Advanced inference on mixed effects models for SAE
Category: International Association of Survey Statisticians (IASS)
As outlined in the description, we focus on recent advances in complex inference for Mixed Effects Models (MEM) as these are extremely popular in many statistical domains. In this session we concentrate on new challenges for using MEM for small area estimation (SAE, where "small areas" may refer to any kind of clusters, not necessarily geographical ones), a statistics domain in which MEMs are particularly popular due to their prediction power.
More specifically, we consider inference problems that arise when using MEM for small area predictors (a) to do comparative or joint statistics for various or all areas simultaneously, (b) when looking at estimates resulting from model selection, or (c) predictors resulting from highly nonlinear methods like random forests with mixed effects. It is easy to see that the existing classic, commonly used methods fail to work then, or at least don't offer what the practitioner expects them to do. Examples are that e.g. classical prediction intervals for SAE parameters were not made for any of the above problems: not for uniform or simultaneous infernce, not for post-selection inference, not for highly non-linear predictors. They are neither made for doing comparative analysis between small areas, but SAE-based resource-allocation implies exactly this. Morever, focusing on particularly poor or polluted small areas requires joint conditional inference, a topic that so far has largely been ignored. Likelwise, more complex data structures require highly nonlinear methods like random forests that would in addition allow for the inclusion of qualitative data.

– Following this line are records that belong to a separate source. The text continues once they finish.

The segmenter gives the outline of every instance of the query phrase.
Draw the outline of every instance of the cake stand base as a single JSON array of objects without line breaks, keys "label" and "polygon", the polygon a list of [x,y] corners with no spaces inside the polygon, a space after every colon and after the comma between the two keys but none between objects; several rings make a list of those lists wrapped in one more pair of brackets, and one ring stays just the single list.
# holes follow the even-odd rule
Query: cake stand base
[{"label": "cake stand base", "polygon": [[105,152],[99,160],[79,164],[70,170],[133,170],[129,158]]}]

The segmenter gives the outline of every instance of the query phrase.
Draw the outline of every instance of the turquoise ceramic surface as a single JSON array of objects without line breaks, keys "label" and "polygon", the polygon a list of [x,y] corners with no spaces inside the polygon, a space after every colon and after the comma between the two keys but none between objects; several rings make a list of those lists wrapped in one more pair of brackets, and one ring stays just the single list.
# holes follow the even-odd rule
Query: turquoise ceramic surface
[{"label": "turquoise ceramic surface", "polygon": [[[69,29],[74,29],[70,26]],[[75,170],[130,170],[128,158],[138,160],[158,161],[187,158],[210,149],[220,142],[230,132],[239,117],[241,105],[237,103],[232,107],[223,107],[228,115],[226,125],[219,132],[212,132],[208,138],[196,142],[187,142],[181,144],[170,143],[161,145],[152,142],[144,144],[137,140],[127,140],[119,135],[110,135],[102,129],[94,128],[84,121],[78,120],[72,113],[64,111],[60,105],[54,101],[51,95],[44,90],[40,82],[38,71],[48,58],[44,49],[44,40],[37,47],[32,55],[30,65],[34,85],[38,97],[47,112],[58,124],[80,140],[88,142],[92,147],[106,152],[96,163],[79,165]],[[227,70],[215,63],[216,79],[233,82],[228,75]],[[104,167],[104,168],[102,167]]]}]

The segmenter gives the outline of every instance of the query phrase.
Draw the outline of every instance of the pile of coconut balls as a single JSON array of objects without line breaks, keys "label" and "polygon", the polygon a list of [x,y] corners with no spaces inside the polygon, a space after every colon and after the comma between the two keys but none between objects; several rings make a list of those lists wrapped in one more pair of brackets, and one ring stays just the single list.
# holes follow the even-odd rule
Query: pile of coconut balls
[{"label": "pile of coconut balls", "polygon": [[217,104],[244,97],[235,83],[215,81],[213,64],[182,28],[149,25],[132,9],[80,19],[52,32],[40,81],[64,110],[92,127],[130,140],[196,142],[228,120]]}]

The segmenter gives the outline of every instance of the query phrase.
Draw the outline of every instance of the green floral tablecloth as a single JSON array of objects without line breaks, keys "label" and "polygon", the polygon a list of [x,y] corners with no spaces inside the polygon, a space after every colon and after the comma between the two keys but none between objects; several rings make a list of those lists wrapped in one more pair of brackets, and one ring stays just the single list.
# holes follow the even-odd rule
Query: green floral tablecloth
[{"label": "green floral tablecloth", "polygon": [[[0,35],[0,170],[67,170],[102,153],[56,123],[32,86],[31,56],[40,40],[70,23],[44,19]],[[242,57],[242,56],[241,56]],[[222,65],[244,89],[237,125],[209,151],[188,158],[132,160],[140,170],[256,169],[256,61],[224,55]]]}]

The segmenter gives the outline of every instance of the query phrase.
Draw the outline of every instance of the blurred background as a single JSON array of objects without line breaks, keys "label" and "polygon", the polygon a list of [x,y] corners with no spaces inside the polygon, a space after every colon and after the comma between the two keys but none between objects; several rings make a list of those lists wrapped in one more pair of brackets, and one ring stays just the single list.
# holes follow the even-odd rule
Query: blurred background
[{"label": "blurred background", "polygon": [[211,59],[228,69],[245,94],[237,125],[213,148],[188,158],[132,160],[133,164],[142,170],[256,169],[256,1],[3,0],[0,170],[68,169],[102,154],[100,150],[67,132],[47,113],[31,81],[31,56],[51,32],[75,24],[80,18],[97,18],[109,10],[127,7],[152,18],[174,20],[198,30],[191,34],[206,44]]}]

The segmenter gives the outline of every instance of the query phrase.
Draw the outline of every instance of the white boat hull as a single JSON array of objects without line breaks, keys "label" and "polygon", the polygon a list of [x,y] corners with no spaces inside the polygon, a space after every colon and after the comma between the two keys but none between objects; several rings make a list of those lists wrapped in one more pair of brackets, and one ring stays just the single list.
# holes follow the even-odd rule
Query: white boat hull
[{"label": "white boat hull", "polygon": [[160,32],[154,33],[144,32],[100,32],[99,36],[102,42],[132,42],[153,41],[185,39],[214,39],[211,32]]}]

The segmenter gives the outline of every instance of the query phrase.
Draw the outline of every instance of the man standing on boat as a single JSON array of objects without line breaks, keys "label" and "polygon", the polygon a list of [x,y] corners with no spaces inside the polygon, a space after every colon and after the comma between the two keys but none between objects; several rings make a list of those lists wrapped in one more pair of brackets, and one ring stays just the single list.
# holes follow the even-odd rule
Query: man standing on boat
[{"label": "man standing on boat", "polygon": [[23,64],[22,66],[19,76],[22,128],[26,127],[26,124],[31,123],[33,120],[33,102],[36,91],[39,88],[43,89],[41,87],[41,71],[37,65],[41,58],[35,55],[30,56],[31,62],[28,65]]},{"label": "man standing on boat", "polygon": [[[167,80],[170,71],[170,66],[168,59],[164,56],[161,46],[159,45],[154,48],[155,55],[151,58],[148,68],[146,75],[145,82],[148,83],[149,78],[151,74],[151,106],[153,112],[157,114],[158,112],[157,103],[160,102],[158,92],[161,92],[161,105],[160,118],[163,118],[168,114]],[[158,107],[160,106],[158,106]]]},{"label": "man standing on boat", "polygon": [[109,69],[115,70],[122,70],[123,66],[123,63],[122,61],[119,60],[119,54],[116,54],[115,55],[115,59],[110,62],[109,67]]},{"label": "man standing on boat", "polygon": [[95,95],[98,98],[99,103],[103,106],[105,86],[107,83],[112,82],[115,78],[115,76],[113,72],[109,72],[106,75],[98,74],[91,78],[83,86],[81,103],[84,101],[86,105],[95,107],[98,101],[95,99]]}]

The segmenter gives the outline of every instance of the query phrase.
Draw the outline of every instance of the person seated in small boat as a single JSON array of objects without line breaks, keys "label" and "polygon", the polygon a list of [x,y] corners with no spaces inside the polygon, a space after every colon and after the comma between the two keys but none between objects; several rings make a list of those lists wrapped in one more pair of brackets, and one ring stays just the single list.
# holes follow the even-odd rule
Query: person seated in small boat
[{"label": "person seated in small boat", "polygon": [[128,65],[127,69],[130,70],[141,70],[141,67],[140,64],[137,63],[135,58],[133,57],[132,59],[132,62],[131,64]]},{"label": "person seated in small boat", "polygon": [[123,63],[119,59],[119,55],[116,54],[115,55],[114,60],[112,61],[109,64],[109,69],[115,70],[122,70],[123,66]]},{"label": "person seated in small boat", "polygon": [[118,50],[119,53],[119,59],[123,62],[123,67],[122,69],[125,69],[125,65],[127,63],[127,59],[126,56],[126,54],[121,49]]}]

Over the last four to five years, the invited speakers have been working exactly on these particular inference problems, i.e. uniform, post-selection, conditional, and highly non-linear inference for MEM. This session is intended to give an overview of the recent advances of such complex inference problems that practitioners are more and more frequently facing in small area estimation (in particular in official and environmental statistics, and especially for the new requirements of providing SDG-indicators on highly disaggregated levels).
Prof Tatyana Krivobokova will talk about her findings on conditional and post-LASSO inference in mixed models, Prof. Nikos Tzavidis will present his research on doing inference with mixed effects Random Forests, and Prof. Stefan Sperlich will talk about uniform and simultaneous inference for SAE. Dr. David Newhouse, Senior Economist at the World Bank, will discuss these advances from the practitioners’ point(s) of view, and Prof. Monica Pratesi, an internationally expert for small area estimation in practice and theory, acts as Session Chair.